Devoted to the Propagation and Defense of New Testament Christianity
VOLUME 6
July 15, 1954
NUMBER 10, PAGE 1,10b

The Standard For Measuring Men

Foy E. Wallace, Jr. (Torch, October. 1950)

There are some issues that are defined by positive precept and specific command, and are therefore automatically resolved and immediately composed. There are others that find definition in development and application of principles. Extremes grow out of some things less dangerous in themselves, and seemingly innocent, in the work and activities of the church. In this category some things have mistakenly been taken for granted in their start which had to be abandoned and repudiated in course of development. Any man who would say that he has never sanctioned, approved or participated in some activities of churches that he did not later find necessary to reverse would be an egotist and could not be trusted for honesty.

In connection with the discussion on lately centralized elderships, the following statement was made in TORCH:

It is to be admitted that these extremes in this so-called cooperation have slipped up on us all. Most of us in the past have acquiesced in cooperation plans, one way or another, and have said things that may be taken as a past endorsement of what is presently being done. But it has developed into something that was not expected. Even the brethren who have assayed to come to the defense of the central sponsors are now conceding that this cooperation thing may be carried to extremes. That being true, it really becomes their duty to point out when and how these churches may practice the extremes they concede to be a possibility. If they are not already doing so, I confess a loss to know how they could do so. If it has not already gone to an extreme when would it, and how could it? When the conceded extreme is named, and an attempt made at an argument on it, the conclusions will contradict the premises.

This was a statement of my own attitude toward what has been said and is being said, made in the same article in which the issues were under discussion, and it covers the case, so far as I am concerned, in whatever revision of views or alterations in arguments necessary to make to be right.

If the extremes which we are witnessing in organizational functions of some of the churches now had been in evidence at the beginning, the sponsoring that received sanction and encouragement then would have been condemned and opposed. Personally, I would never have concurred in anything that I believed at the time to be what is being done now, or that would lead to what is being done by the central sponsoring churches now. It is a far cry from what churches first set out to do in supporting preachers in various fields of work.

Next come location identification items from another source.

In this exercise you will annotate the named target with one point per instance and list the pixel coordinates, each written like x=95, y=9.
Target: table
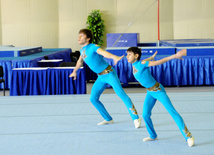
x=50, y=63
x=47, y=81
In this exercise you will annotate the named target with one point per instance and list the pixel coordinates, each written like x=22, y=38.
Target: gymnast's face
x=82, y=39
x=131, y=57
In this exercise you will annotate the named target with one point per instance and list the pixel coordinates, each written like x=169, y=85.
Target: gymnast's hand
x=116, y=59
x=74, y=75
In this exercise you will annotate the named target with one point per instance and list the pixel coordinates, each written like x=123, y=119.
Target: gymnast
x=155, y=91
x=93, y=55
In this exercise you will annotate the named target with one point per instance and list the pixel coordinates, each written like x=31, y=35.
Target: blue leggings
x=149, y=103
x=100, y=85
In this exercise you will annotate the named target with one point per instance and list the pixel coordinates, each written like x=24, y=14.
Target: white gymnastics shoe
x=106, y=122
x=191, y=141
x=149, y=139
x=137, y=123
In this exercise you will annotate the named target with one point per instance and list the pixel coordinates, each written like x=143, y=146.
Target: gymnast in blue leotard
x=155, y=91
x=93, y=55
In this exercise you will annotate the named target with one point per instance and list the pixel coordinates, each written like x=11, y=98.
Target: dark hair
x=88, y=34
x=135, y=50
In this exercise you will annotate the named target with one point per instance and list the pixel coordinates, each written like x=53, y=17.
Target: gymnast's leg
x=96, y=91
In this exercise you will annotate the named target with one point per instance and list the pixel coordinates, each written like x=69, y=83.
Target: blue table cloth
x=47, y=81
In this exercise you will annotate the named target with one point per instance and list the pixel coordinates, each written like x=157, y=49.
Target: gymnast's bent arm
x=108, y=55
x=78, y=65
x=174, y=56
x=151, y=58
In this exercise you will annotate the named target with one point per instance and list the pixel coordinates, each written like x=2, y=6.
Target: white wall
x=56, y=23
x=193, y=19
x=29, y=22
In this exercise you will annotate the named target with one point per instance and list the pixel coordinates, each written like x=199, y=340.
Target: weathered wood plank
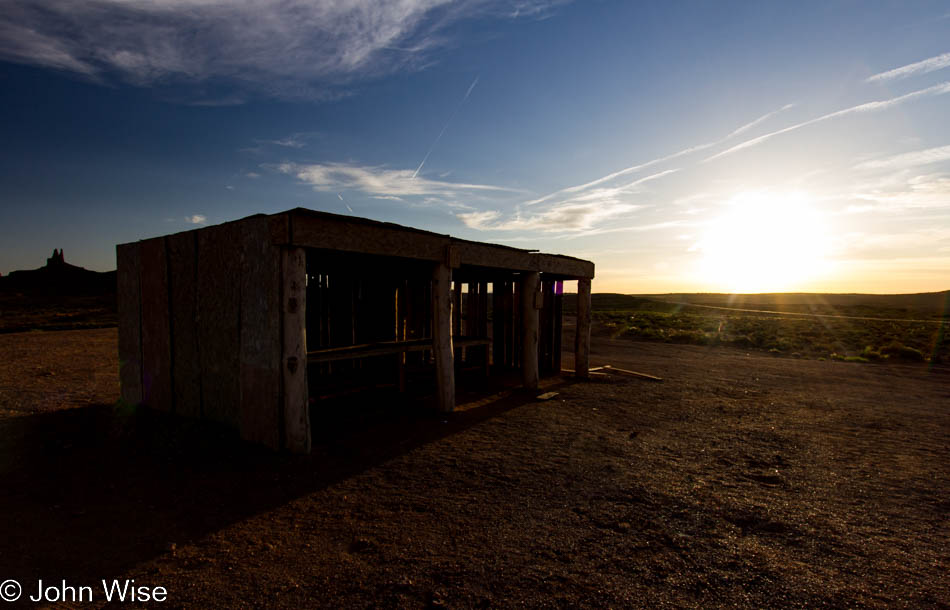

For instance, the elders of one of the large churches whose practices are in question, sent a representative to another church to induce that church to contribute the full amount necessary to the support of a preacher, but to enter this entire amount into the budget of this other church, which would take charge of both the salary and the preacher. When this was opposed, the representative insisted and attempted to convince the elders of this church that it was the thing to do. If anything any of us have ever said in the past on the subject of "cooperation" has lead to a thing so wrong as that, those of us who realize it, can but regret it and do what we now can to oppose it. I am ever willing and ready to rectify any mistakes of my own and to correct any errors, past or present, on this or any other issue.

It is not the man who learns the truth and alters his views and practices to conform to it who should be condemned; it is rather the man who refuses to accept the truth because it would require him to admit that he was wrong about something; who will not yield when the truth is pointed out, nor admit that he has ever been wrong — who places himself in an attitude that no honest man envies. Such was the attitude of the man who said his horse was "sixteen feet" high, and stuck to it.

It has always been a common weakness, and very human, for men to "measure themselves by themselves." This is evident from the comment of the Apostle Paul on this point in the Corinthian epistle:

"For we dare not make ourselves of the number, or compare ourselves with some that commend themselves: but they measuring themselves by themselves, and comparing themselves with themselves, are not wise. But we will not boast of things without our measure, but according to the measure of the rule which God hath distributed to us, a measure to reach even unto you" (2 Cor. 10:12-13). This passage applies to the principle so much in evidence now of weighing what one says by what he may have said about some thing, some time or some where in the past. This is the reason why men who get wrong about something stay wrong.

Self measurement is a false standard because it is a human standard. It is beneficial to hear and to read what men say and have said, whether they are alive or dead, for counsel and consideration, for interest and information, but never for standards of measurement. What is needed is a plain passage of scripture for what we practice, and if what we do is right we can find the scripture. God has never ordained elders at one church for some other church, nor in one city for some other city.

The churches of the New Testament were local churches and the elders of the New Testament churches were local elders; and when elders become general they cease to be local. But God has never ordained elders at one place for some other place, nor in one church for some other church. Regardless of when who has ever said what, Paul said, "elders in every place," and this is what the inspired scriptures command.